This is the tool poisoning attack class first documented by Invariant Labs in April 2025. MCPoison is the production CVE that validated the class against a real high-volume target.

Severity (CVSS 8.8 High)

The vector requires the attacker to control an MCP server the user has connected — typically through trojanised connector supply-chain compromise (npm typosquat, registry impersonation, malicious update of a popular MCP server). The "High" rating reflects this prerequisite. Once the prerequisite is met, the impact is severe: full agent hijack inside a privileged IDE.

Fix

Cursor 1.2.5 and later sanitise descriptor content and require explicit user approval for newly-added or modified tools. Operators on older Cursor versions should update immediately. The general-pattern mitigation — sanitise descriptors before LLM context insertion, log full descriptor content per load, diff against previous load — applies to every IDE that connects MCP servers.

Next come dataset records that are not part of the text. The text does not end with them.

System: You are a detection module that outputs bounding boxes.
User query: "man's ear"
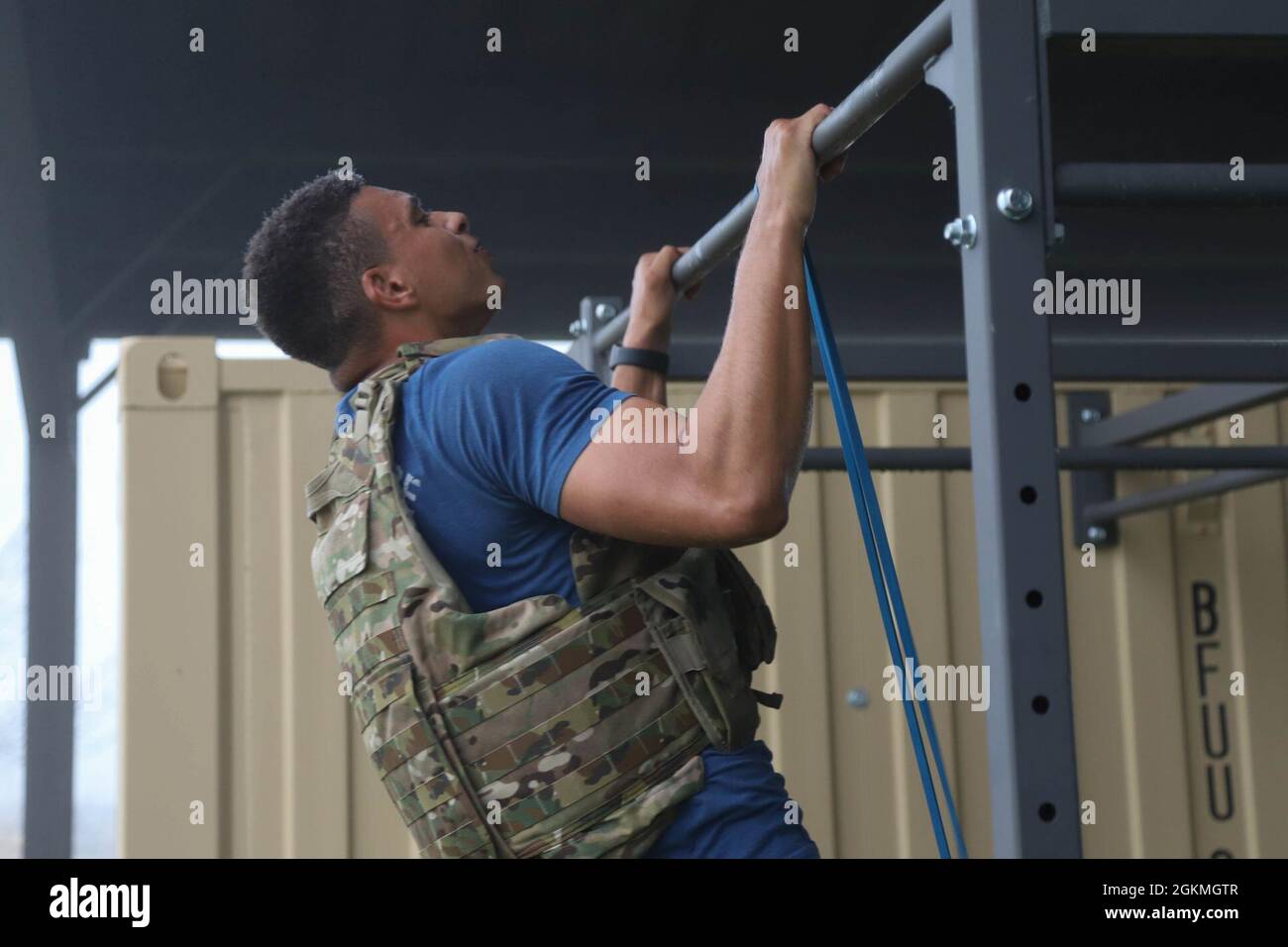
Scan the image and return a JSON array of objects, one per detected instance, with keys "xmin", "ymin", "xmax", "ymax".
[{"xmin": 362, "ymin": 264, "xmax": 417, "ymax": 312}]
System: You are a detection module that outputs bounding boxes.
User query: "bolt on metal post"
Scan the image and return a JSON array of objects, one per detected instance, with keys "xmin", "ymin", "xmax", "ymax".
[
  {"xmin": 944, "ymin": 214, "xmax": 979, "ymax": 250},
  {"xmin": 997, "ymin": 187, "xmax": 1033, "ymax": 220}
]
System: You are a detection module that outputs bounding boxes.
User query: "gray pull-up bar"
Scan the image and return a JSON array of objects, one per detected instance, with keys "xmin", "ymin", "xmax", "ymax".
[{"xmin": 593, "ymin": 0, "xmax": 952, "ymax": 352}]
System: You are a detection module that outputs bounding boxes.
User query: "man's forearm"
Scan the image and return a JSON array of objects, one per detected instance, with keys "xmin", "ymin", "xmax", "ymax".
[{"xmin": 697, "ymin": 204, "xmax": 811, "ymax": 504}]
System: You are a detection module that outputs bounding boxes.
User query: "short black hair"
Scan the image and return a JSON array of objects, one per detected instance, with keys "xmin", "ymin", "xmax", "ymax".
[{"xmin": 242, "ymin": 171, "xmax": 385, "ymax": 371}]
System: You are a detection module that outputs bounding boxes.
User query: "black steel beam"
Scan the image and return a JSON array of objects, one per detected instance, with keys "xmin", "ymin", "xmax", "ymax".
[
  {"xmin": 1078, "ymin": 381, "xmax": 1288, "ymax": 447},
  {"xmin": 1082, "ymin": 468, "xmax": 1288, "ymax": 526},
  {"xmin": 803, "ymin": 446, "xmax": 1288, "ymax": 472},
  {"xmin": 1055, "ymin": 163, "xmax": 1288, "ymax": 206},
  {"xmin": 1038, "ymin": 0, "xmax": 1288, "ymax": 36},
  {"xmin": 671, "ymin": 335, "xmax": 1288, "ymax": 382}
]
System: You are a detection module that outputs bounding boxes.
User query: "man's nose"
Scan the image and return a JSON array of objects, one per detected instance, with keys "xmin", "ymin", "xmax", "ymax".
[{"xmin": 443, "ymin": 210, "xmax": 471, "ymax": 233}]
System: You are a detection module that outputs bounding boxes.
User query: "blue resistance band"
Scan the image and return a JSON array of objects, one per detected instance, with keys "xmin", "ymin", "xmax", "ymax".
[{"xmin": 805, "ymin": 244, "xmax": 966, "ymax": 858}]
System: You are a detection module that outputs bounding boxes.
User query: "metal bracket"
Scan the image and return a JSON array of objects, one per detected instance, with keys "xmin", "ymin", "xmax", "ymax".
[
  {"xmin": 1068, "ymin": 384, "xmax": 1288, "ymax": 546},
  {"xmin": 1066, "ymin": 391, "xmax": 1118, "ymax": 549},
  {"xmin": 568, "ymin": 296, "xmax": 622, "ymax": 384}
]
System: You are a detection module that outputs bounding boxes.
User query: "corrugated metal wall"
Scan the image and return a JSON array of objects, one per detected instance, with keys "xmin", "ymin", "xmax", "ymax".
[{"xmin": 120, "ymin": 338, "xmax": 1288, "ymax": 857}]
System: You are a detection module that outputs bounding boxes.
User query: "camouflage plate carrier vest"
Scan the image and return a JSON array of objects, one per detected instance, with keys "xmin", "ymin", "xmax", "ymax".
[{"xmin": 305, "ymin": 334, "xmax": 777, "ymax": 858}]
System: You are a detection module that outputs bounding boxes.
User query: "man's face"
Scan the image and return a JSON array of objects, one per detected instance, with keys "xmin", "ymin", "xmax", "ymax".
[{"xmin": 351, "ymin": 187, "xmax": 505, "ymax": 327}]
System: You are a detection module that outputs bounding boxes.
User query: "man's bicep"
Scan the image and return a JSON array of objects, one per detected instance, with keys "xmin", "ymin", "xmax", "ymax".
[{"xmin": 559, "ymin": 398, "xmax": 760, "ymax": 546}]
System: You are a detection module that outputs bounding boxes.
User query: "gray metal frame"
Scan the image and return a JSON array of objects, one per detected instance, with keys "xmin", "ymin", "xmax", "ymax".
[{"xmin": 945, "ymin": 0, "xmax": 1082, "ymax": 858}]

CVE-2025-54135 — CurXecute

What it does

CurXecute is mechanistically distinct from MCPoison. It exploits Cursor's behaviour around workspace file writes: the IDE will write certain configuration files (notably .cursor/rules and similar dotfiles) without surfacing the action to the user. An attacker who can chain a prompt-injection step with a missing-dotfile-creation step can cause Cursor to write a file whose content is then auto-applied as a rule — effectively injecting an arbitrary instruction into the agent's permanent configuration.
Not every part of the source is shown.